The currency has fallen about 19 per cent against the dollar since the UK voted to leave the EU in June’s referendum, with declines since the initial aftermath of the vote mainly sparked by concerns that Prime Minister Theresa May plans to quit the EU’s single market in order to regain control of Britain’s borders and laws.
With less than three months to go until Ms May’s own deadline for triggering formal talks with Brussels, details of the UK’s exit strategy remain scant. Nonetheless, traders appear ready to sell the pound at any opportunity.
So what were the key moments for the pound since 23 June? And what will happen once Article 50 is triggered?
The morning after (Friday 24 June)
Confirmation that the UK voted to leave the EU sent sterling down $1.33, depths it has not been plunged since 1985.
Ms May sets Brexit start date (4 October)
The pound hit yet another 31-year low against the dollar in October.
Mrs May told the Conservative Party conference on 2 October that Britain would trigger Article 50, the official legal notification that would formally begin negotiations with the remaining EU powers, “no later than the end of March”. That set the UK up to leave the bloc by 2019.
Sterling dropped to $1.2764 in early trading on that day extending losses suffered on the previous day.
Ms May’s speech left investors specifically worrying about two big issues: British exporters may find it harder to compete in Europe; and the country's banks could lose the ability to do business freely across the region.
Sterling fell further that week as Chancellor Philip Hammond flew to New York in a bid to reassure UK banks after the Brexit vote.
The pound dropped below the $1.27 mark against the dollar, down to just $1.2632.
A mysterious flash crash (7 October)
The pound suffered a sudden collapse hitting yet another 31-year low against the dollar in mysterious circumstances, sparking market chaos in “insane” early trading. This drop was sterling’s biggest since Britain voted to leave the EU in June.
Overnight, sterling plunged about 6 per cent to $1.1841 in just two minutes before recovering to $1.24 against the dollar.
In a much-anticipated report, the Bank for International Settlements (BIS) last week concluded that the crash was not a unique or unprecedented event but “a new data point in what appears to be a series of flash crash events occurring in a broader range of fast electronic markets than was previously the case in the post-crisis era”.
It also warned that such events “have the potential to undermine confidence in financial markets and hence impact the real economy.”
Some (temporary) legal respite (3 November)
The pound surged to a four-week high against the dollar and euro after a High Court ruling that only Parliament could start the process of leaving the EU raised hopes of a “soft Brexit”.
Sterling rose by 1 per cent against the dollar trading above $1.24 in the immediate aftermath of the ruling.
The High Court ruling meant that the Government could not begin formal negotiations to leave the EU without a vote in Parliament. It also offered hope to markets that Mrs May, would be forced to pursue a “soft Brexit”.

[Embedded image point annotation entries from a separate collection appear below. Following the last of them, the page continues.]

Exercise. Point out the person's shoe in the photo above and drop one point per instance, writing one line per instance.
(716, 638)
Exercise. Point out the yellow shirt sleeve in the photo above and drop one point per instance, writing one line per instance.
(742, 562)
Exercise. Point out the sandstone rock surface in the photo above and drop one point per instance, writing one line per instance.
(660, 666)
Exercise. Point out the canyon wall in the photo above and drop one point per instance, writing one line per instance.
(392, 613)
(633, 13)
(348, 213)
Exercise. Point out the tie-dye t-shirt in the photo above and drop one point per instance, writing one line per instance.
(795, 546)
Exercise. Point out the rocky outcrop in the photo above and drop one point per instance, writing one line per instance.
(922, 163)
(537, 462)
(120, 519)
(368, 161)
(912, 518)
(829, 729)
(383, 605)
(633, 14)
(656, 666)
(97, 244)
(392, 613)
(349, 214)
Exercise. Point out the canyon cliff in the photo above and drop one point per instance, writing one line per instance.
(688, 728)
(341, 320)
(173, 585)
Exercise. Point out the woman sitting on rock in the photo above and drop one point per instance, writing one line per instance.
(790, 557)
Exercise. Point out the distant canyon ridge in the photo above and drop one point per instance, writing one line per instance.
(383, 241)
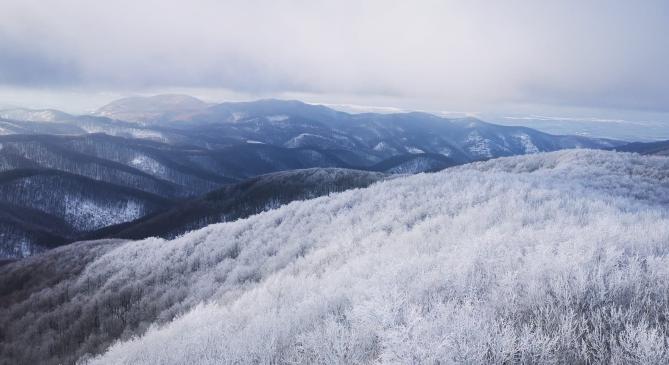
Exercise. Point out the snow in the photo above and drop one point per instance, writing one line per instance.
(148, 165)
(526, 142)
(304, 138)
(86, 214)
(414, 150)
(551, 258)
(277, 118)
(446, 151)
(478, 145)
(383, 146)
(414, 166)
(237, 116)
(29, 115)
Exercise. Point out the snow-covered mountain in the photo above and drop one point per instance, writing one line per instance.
(149, 109)
(34, 115)
(546, 258)
(367, 138)
(240, 200)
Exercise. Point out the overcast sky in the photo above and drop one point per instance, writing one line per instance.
(467, 56)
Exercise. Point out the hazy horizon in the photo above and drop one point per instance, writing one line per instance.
(577, 63)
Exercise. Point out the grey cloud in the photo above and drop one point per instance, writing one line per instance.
(459, 54)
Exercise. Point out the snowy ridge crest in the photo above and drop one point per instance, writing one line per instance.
(553, 257)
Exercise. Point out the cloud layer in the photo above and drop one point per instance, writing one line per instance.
(466, 54)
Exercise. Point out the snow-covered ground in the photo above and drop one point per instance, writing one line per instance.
(558, 257)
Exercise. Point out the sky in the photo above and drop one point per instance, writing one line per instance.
(585, 60)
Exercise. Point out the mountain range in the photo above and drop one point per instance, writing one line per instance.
(133, 163)
(554, 257)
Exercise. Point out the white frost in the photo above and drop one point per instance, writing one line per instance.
(532, 259)
(277, 118)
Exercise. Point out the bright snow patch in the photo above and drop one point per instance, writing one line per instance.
(549, 258)
(526, 142)
(86, 214)
(148, 165)
(277, 118)
(478, 145)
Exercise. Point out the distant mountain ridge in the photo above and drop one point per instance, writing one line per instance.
(177, 147)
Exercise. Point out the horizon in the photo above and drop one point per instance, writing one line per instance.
(504, 63)
(587, 126)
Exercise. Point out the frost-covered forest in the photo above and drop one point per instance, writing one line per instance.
(556, 257)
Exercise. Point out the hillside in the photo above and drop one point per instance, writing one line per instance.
(241, 200)
(543, 258)
(44, 208)
(648, 148)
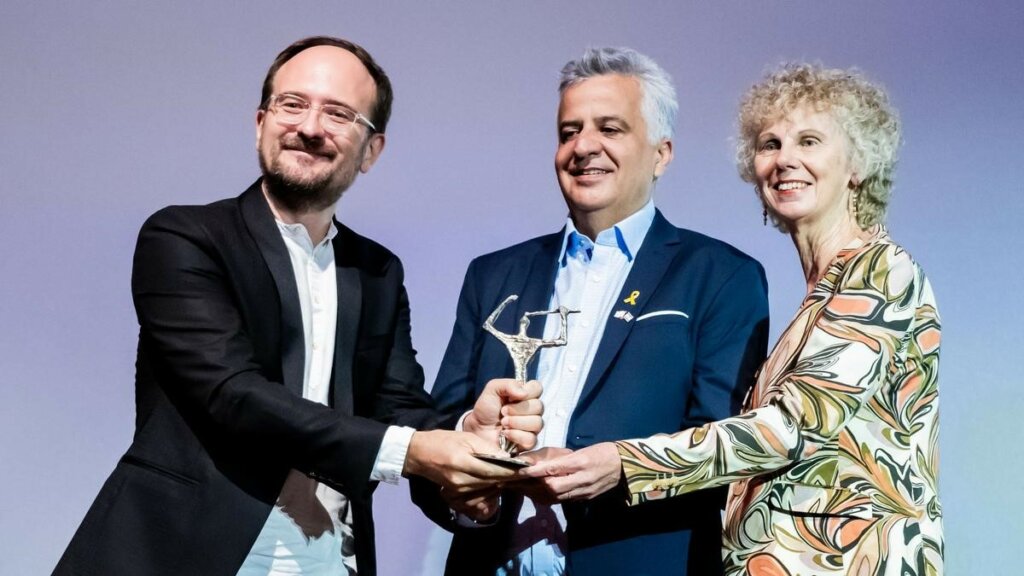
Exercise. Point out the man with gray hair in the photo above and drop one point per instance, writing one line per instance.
(671, 328)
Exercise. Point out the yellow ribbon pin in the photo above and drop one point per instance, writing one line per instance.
(632, 299)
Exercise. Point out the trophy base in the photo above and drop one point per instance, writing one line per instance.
(503, 460)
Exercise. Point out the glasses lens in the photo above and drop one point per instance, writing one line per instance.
(291, 109)
(337, 118)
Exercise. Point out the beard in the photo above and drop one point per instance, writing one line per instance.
(304, 193)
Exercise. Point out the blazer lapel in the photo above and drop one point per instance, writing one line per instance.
(259, 219)
(651, 262)
(346, 331)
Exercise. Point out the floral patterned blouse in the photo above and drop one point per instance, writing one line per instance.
(834, 462)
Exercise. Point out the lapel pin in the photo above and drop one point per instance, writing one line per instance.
(632, 298)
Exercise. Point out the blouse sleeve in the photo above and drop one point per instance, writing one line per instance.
(853, 343)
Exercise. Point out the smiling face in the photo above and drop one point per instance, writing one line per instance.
(304, 167)
(803, 169)
(605, 165)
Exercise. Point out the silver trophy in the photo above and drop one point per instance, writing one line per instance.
(521, 348)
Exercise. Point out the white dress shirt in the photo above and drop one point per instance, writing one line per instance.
(309, 530)
(589, 279)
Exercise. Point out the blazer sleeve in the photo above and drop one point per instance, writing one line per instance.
(845, 358)
(193, 328)
(731, 342)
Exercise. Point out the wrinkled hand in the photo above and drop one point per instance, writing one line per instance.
(445, 457)
(536, 488)
(509, 408)
(581, 475)
(479, 504)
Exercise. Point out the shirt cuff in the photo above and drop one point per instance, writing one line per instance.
(391, 457)
(458, 425)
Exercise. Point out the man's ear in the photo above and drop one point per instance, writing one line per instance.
(260, 117)
(373, 151)
(664, 158)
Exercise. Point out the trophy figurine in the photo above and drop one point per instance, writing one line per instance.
(521, 348)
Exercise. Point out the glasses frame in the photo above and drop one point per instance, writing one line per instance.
(271, 106)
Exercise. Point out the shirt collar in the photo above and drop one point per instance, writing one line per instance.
(628, 235)
(298, 234)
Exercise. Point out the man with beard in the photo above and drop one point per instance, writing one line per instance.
(276, 383)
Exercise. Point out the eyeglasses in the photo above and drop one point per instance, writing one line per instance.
(335, 119)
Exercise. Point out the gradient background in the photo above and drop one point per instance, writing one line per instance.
(110, 110)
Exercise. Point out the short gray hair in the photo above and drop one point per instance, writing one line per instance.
(861, 109)
(658, 104)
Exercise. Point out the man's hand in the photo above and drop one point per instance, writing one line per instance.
(509, 408)
(480, 505)
(446, 458)
(581, 475)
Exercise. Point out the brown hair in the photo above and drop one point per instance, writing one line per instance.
(382, 108)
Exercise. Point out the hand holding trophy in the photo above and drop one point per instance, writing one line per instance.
(521, 347)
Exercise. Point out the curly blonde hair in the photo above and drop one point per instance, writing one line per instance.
(861, 110)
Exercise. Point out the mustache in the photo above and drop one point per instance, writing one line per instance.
(309, 146)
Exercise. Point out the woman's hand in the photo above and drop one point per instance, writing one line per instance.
(579, 476)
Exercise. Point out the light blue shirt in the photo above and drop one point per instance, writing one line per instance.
(590, 278)
(309, 531)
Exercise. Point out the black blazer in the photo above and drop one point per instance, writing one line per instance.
(684, 356)
(220, 418)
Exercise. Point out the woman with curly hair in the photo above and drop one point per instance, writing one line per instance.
(834, 461)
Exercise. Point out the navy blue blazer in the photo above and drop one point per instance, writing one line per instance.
(656, 374)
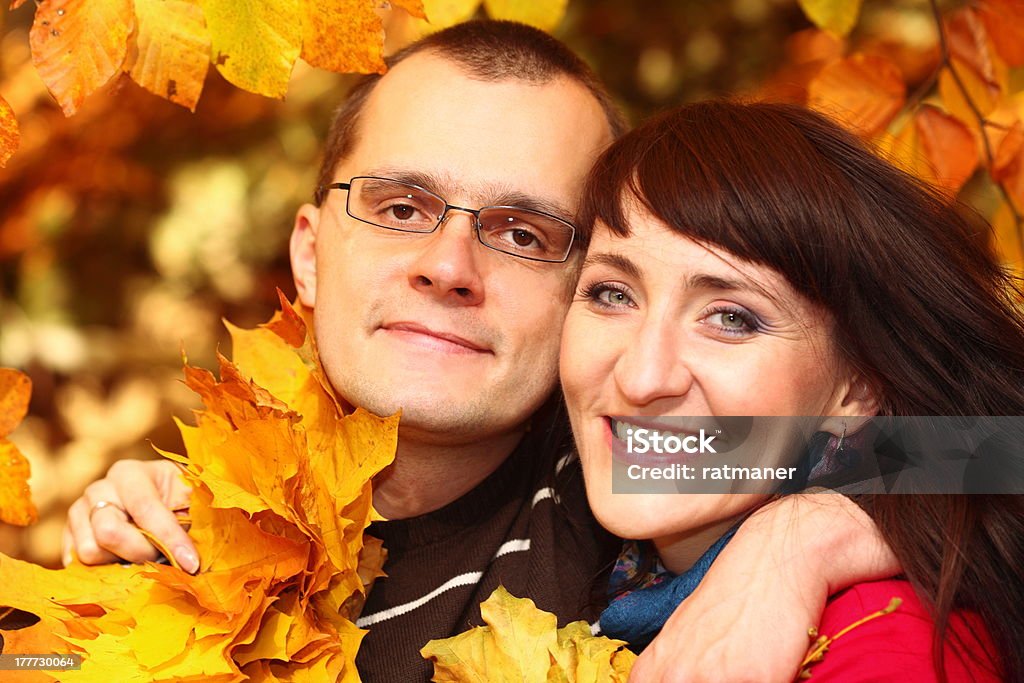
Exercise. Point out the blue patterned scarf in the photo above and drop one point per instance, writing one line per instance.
(638, 615)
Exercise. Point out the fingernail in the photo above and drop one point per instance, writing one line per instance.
(186, 558)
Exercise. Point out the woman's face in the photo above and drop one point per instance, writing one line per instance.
(665, 326)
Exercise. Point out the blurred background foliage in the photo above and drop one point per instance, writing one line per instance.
(128, 230)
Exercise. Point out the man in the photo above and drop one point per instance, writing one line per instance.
(439, 263)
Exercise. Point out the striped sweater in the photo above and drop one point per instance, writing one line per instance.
(522, 527)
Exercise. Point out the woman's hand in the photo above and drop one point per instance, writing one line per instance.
(748, 621)
(103, 524)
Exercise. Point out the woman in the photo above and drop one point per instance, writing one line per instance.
(757, 260)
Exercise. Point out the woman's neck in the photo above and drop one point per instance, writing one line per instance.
(679, 552)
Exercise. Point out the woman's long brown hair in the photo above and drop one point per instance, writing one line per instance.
(921, 308)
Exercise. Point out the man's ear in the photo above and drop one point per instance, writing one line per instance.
(855, 403)
(303, 253)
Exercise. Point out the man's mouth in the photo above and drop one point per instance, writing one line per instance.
(436, 338)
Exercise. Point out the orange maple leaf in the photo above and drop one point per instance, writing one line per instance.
(281, 501)
(15, 499)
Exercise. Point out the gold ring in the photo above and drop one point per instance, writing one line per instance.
(99, 505)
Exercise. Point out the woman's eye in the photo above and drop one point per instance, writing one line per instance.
(606, 296)
(729, 321)
(613, 297)
(732, 322)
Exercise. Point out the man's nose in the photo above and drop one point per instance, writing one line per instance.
(652, 365)
(449, 262)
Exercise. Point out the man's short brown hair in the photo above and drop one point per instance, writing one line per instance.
(487, 50)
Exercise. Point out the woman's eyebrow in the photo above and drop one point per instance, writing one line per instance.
(709, 282)
(616, 261)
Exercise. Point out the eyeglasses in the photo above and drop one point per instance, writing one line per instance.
(400, 206)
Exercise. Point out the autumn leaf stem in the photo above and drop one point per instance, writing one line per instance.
(821, 644)
(946, 60)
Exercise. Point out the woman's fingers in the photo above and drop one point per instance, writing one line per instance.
(105, 524)
(151, 491)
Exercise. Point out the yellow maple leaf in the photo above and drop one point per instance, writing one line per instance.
(255, 43)
(837, 16)
(172, 49)
(523, 644)
(546, 14)
(9, 135)
(281, 501)
(79, 46)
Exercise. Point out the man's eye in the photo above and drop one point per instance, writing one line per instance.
(523, 238)
(402, 211)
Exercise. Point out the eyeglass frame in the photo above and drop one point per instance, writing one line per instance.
(322, 197)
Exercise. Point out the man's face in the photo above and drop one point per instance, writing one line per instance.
(462, 338)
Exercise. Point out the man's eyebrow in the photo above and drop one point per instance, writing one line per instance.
(487, 195)
(616, 261)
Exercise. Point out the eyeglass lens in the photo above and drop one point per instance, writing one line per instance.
(402, 207)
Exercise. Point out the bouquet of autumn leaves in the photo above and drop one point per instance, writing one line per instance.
(281, 480)
(281, 499)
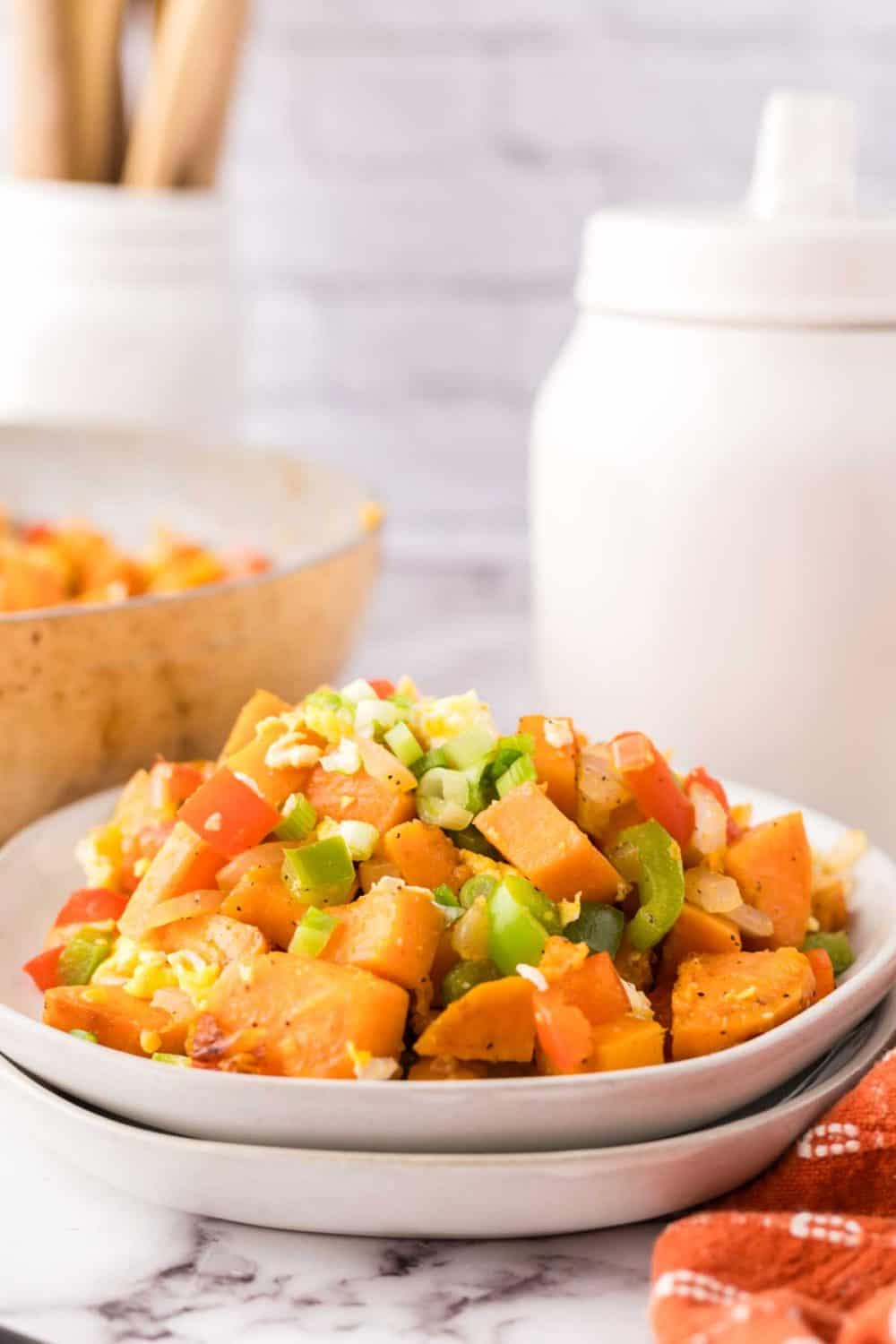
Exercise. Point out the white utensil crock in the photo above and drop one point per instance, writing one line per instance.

Ms May's New Year warning (9 January)
The pound came under renewed pressure after Mrs May said Britain will not attempt to cling on to a “bit of EU membership” in her New Year TV interview.
Sterling was down by more than 1 cent at below $1.22 in late trading on that Monday.
More pre-May jitters (16 January)
Investors fear that she will indicate the UK will leave the single market and the customs union, effectively spelling a hard Brexit.
That has combined to send the pound to a yet another 31-year low (excluding that flash crash in October).
Sterling fell against all of its major peers, dropping below $1.1985 against the dollar in early Asian trade on Monday, before recovering slightly to just above $1.20 at market closing time.
What happens next? Parity on the horizon
Most economists expect the pressure on the pound to get worse, increasing the volatility across the broader market.
The pound is likely to drop around 5 per cent to $1.15 against the dollar after Ms May triggers Article 50, according to a Reuters poll of more than 60 foreign exchange strategists.
Some forecasters said the pound may reach, or even fall below, parity with the dollar. This is the first time anyone has made that forecast in more than 20 years of Reuters polls on the currency.
On Monday, analysts at Unicredit said: “[We] believe that sterling is a sell on any potential rallies. Even in the event of a more “conciliatory” tone – by Theresa May hinting at seeking out a transitional agreement with the European Union, for instance – the respite on sterling is very likely to be only temporary.”